Она говорила шутливо, но обстановка, в которой все это происходило: сырая темнота, тревожно шумящие деревья, — делала их встречу серьезной и важной. Когда Оля произнесла имя Пугачева, что-то кольнуло Надю. Перед глазами промелькнуло несколько портретов Пугачева из коллекции вырезок, которую собирал отец: гравюра Рюотта с цепью на переднем плане, портрет, заказанный Пушкиным для «Истории пугачевского бунта». Имя второго художника она не помнила.

— У них глаза похожи, — сказала Надя. — У Марата Антоновича и у Пугачева глаза похожи.

— Конечно, у них глаза похожи, — согласилась Оля и, помолчав, добавила: — Ты мне не ответила. Помнишь, о чем я тебя спросила?

— О чем? — сказала Надя нехотя.

— Ну, нравится он тебе или нет? — И вдруг решительно и гордо, добавила: — Мне нравится. Жалко, что он вожатый, правда?

— Да, — тихо кивнула Надя.

— Но все равно давай вместе будем к нему хорошо относиться.

Надя могла бы сказать, что и так хорошо относится, но она понимала, что Оля в свое предложение вкладывает более глубокий смысл.

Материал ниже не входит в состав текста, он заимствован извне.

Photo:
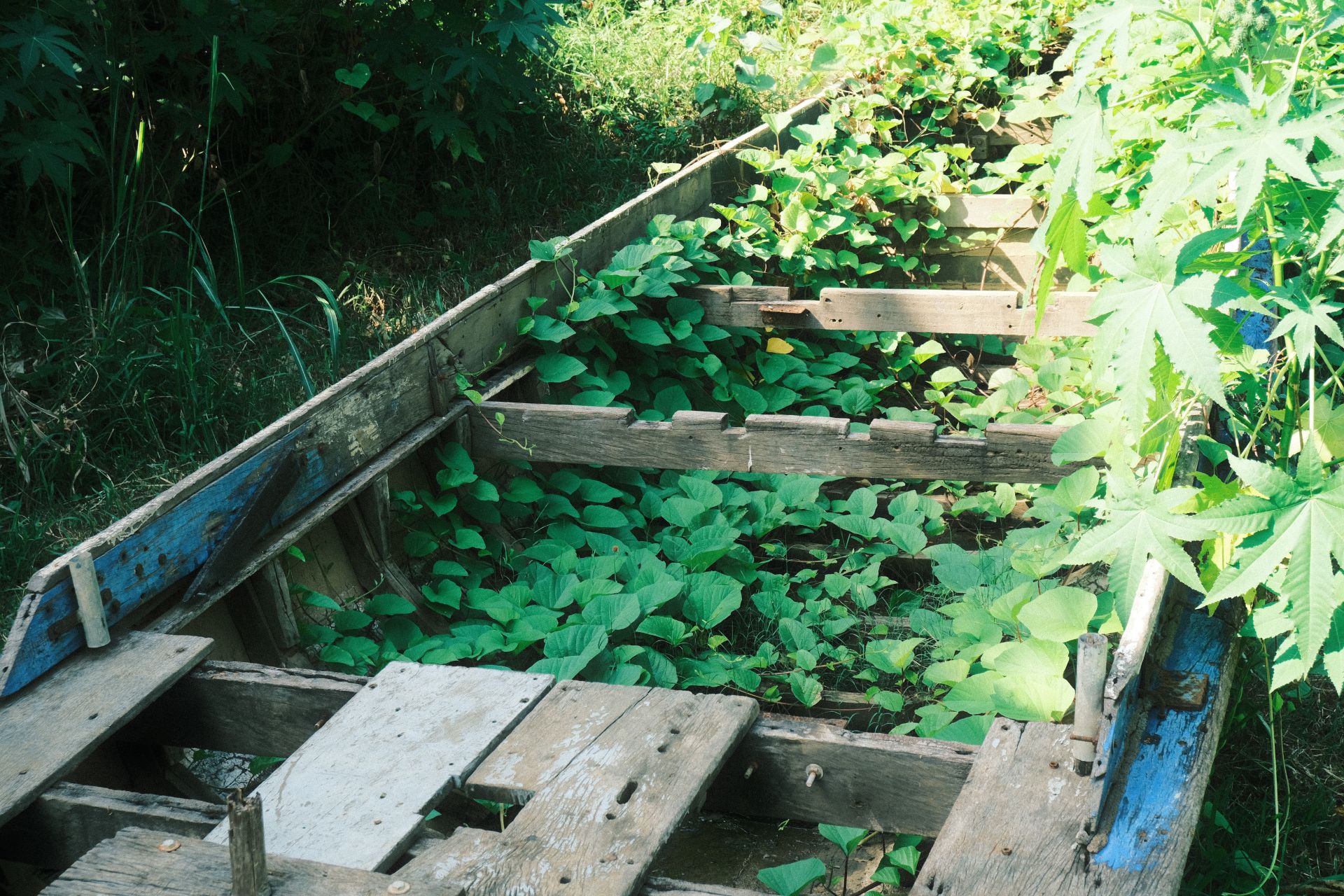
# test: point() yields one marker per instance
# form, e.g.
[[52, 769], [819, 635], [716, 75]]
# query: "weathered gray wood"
[[246, 846], [596, 827], [241, 707], [873, 780], [277, 542], [1012, 828], [546, 742], [50, 727], [132, 864], [920, 311], [70, 820], [768, 444], [356, 792], [270, 713], [344, 445]]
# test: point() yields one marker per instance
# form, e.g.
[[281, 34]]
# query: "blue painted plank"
[[1163, 789], [139, 568]]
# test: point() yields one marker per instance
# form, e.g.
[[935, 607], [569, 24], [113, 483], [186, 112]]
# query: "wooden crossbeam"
[[355, 794], [620, 767], [344, 437], [976, 312], [137, 862], [49, 729], [768, 444], [882, 782]]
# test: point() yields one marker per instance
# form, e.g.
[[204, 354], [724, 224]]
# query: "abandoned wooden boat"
[[151, 634]]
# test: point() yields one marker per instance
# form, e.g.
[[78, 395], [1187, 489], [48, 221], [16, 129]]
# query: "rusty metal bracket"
[[248, 527]]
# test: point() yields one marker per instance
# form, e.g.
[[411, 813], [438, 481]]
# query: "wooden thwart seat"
[[46, 731], [356, 793]]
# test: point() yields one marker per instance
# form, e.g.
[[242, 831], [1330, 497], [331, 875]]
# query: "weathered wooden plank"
[[562, 726], [910, 311], [70, 820], [49, 729], [990, 213], [241, 707], [878, 780], [1156, 804], [132, 864], [881, 782], [596, 827], [1011, 830], [768, 444], [335, 433], [356, 792], [1023, 825], [144, 564]]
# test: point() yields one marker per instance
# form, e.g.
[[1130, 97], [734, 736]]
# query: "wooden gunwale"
[[412, 382]]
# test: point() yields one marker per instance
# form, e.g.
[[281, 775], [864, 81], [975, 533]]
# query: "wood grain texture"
[[768, 444], [342, 447], [1011, 830], [596, 827], [54, 724], [242, 707], [131, 864], [69, 820], [873, 780], [356, 792], [1156, 804], [910, 311], [147, 561]]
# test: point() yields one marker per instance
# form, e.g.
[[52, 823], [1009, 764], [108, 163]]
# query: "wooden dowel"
[[246, 846], [88, 598], [1088, 700]]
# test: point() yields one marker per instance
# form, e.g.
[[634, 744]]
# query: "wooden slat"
[[768, 444], [1011, 830], [1025, 828], [876, 780], [990, 213], [594, 827], [879, 782], [132, 864], [1152, 813], [70, 820], [242, 707], [49, 729], [358, 790], [910, 311], [337, 434]]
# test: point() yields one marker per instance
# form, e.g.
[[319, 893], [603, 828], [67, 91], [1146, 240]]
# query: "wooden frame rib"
[[974, 312], [768, 444]]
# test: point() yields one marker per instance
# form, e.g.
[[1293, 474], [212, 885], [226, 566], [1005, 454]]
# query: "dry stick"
[[1092, 676], [246, 846]]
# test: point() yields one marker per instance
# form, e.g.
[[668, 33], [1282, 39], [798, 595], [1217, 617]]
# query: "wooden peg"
[[246, 846], [92, 614]]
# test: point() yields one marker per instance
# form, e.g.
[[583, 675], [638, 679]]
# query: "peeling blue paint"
[[1158, 785]]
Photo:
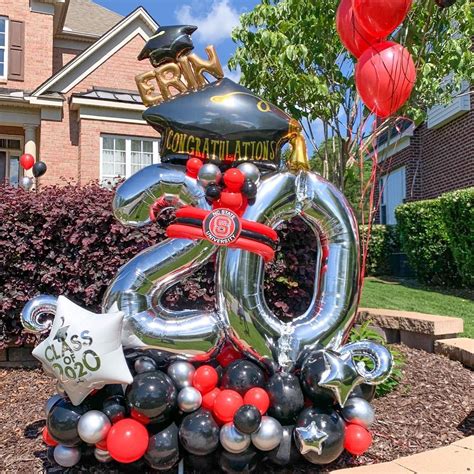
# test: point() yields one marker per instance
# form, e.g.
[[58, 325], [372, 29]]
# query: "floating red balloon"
[[47, 438], [226, 404], [27, 161], [127, 441], [352, 34], [258, 398], [357, 439], [384, 77], [209, 399], [380, 17], [205, 379]]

— Давай, — согласилась она.

— Будем делать все так, чтобы у него не было никаких неприятностей. Это, конечно, больше меня касается, но я возьму себя в руки. Я умею, если захочу.

— Да, — согласилась Надя.

Предложение Оли застало ее врасплох. Они вышли на освещенную аллею и припустились наперегонки. У Пушкинской беседки остановились перевести дух и пошли шагом. Чугунная доска с профилем поэта была ярко освещена фонарем. Надя вспомнила, как Тофик взмахнул рукой и замолчал, не мог произнести слова: «Коснуться милых ног устами…»

— Тебе нравится Мария Раевская? — спросила она у Оли.

— Не знаю, — пожала та плечами. — Вообще-то она красивая.

— Ей было тоже пятнадцать лет, как нам с тобой, когда она здесь ходила.

— Они в своем девятнадцатом веке раньше влюбляться начинали, — не то позавидовала, не то осудила Оля. — Нас в четырнадцать только в комсомол принимают, а Наташа Ростова в двенадцать уже целовалась со своим Боренькой. Надьк, а ты целовалась с кем-нибудь?

— Нет, — ответила тихо Надя.

— А Марату нашему тридцать один годик, — сказала Оля. — Но это ничего, — сурово добавила она, — мы все равно будем к нему хорошо относиться, как договорились. Хоть он и старый.

Надя кивнула. Они были детьми и верили, что можно заключить тайное соглашение хорошо относиться вдвоем к одному человеку.

Надя проснулась рано. Солнцезащитные козырьки карниза дробили свет блестящими полосками из нержавеющей стали на равные части и только после этого пропускали сквозь стеклянные стены палат. Все предметы были пестрыми и праздничными. Солнечные зайчики играли на лицах, на одеялах, на тумбочках. Солнце в Артеке было запланировано, как завтрак, обед и ужин. Оно создавало настроение с самого утра.

Надя долго лежала, с наслаждением жмурясь и стараясь угадать момент, когда раздастся сигнал «побудка». На высокой ноте, томительно и протяжно заиграл горн. Сердце у девочки замерло, начало тревожно и сладко падать.